Herbert Sedlmeier ist Rollstuhlfahrer und setzt sich für Inklusion in allen Bereichen ein. 

Sozialausschuss

Inklusion fängt bei der Sprache an

Die Stadt will auf Ortsebene den Aktionsplan des Landkreises zur Umsetzung der UN-Behindertenkonvention unterstützen. Konkret sollen städtische Publikationen und Internet-Angebot künftig auch in so genannte Leichte Sprache übersetzt werden.

Germering – Sozialreferent Herbert Sedlmeier (CSU) war im Sozialausschuss in seiner Funktion als Behindertenbeauftragter des Landkreises gefragt. Er berichtete von der Aufstellung des Aktionsplanes zur Umsetzung der UN-Richtlinien, die ihn und eine Expertenrunde in den vergangen zwei Jahren beschäftigt habe. Ziel sei, Menschen mit Handicap die Teilhabe an allen gesellschaftlichen Bereichen, also Inklusion, zu ermöglichen. Insgesamt habe man 34 Maßnahmen und Erfordernisse für die Felder Bewusstseinsbildung, Mobilität/Wohne/Bauen, Arbeit, Bildung und Gesundheit/Kultur/Freizeit/Sport erarbeitet.

Wichtig sei jetzt vor allem, in der Bevölkerung Bewusstsein zu schaffen für die Notwendigkeit von Inklusion, erklärte Sedlmeier. Unter anderem müsse klar gemacht werden, dass Barrierefreiheit nicht nur Rollstuhlfahrer betreffe: „Das hilft alten Menschen mit Rollator genauso wie Müttern mit Kinderwägen.“

Für die Umsetzung in der Stadt möchte Sedlmeier eine Arbeitsgruppe installieren. Deren Mitglieder sollen sich die einzelnen Maßnahmen ansehen und erkunden, wie man sie abarbeiten kann. Dass das ein jahrelanger Weg sein werde, sei ihm spätestens seit dem zweijährigen Landkreis-Prozess klar geworden.

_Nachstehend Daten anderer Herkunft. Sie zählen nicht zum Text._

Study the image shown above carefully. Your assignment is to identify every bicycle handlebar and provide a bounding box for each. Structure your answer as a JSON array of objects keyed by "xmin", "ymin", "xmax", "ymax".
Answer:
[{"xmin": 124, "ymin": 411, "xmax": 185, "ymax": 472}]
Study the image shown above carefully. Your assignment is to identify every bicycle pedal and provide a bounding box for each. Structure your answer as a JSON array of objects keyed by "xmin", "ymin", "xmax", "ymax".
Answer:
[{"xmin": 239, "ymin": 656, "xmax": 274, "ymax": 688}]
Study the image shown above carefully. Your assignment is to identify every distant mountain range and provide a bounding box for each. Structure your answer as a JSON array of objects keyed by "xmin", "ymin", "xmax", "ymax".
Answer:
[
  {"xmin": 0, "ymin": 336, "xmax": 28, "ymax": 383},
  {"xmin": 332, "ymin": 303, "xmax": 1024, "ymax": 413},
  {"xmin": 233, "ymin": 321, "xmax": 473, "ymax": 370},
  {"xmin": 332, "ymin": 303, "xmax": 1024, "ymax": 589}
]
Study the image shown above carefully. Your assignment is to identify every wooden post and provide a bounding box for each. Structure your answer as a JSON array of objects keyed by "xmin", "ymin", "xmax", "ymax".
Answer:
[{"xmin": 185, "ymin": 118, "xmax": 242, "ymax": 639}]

Als eines vom mehreren konkreten Dingen, die man vorrangig in Angriff nehmen sollte, nannte Sedlmeier die Übersetzung von Publikationen in Leichte Sprache. Darunter versteht man eine Sprache, die auch komplizierte Sachverhalte einfach darstellt und sie so auch für Menschen mit geistigen Behinderung oder für Migranten verständlich macht. Sein Wunsch wäre beispielsweise, dass auch die Presse eine Rubrik für Nachrichten in Leichter Sprache freihalte.

Die Expertenrunde des Landkreises hat Sedlmeier zufolge vorgeschlagen, dass auf Kreisebene eine Fachkraft eingestellt oder ausgebildet werde, die die Informationen in Leichte Sprache übersetzen kann. Es gäbe zwar Agenturen, die dies gegen Bezahlung machten. Aber die Wartezeiten seien hier derzeit enorm lang. Er habe selbst in Augsburg einen Kurs zum Erlernen der leichten Sprache absolviert, führte Sedlmeier weiter aus. Einfach sei es nicht gewesen.

OB Andreas Haas ergänzte, dass die Stadt dran sei, die geplante neue Homepage auch in leichter Sprache anzubieten. Aber wie dies genau geschehen, steht noch nicht fest.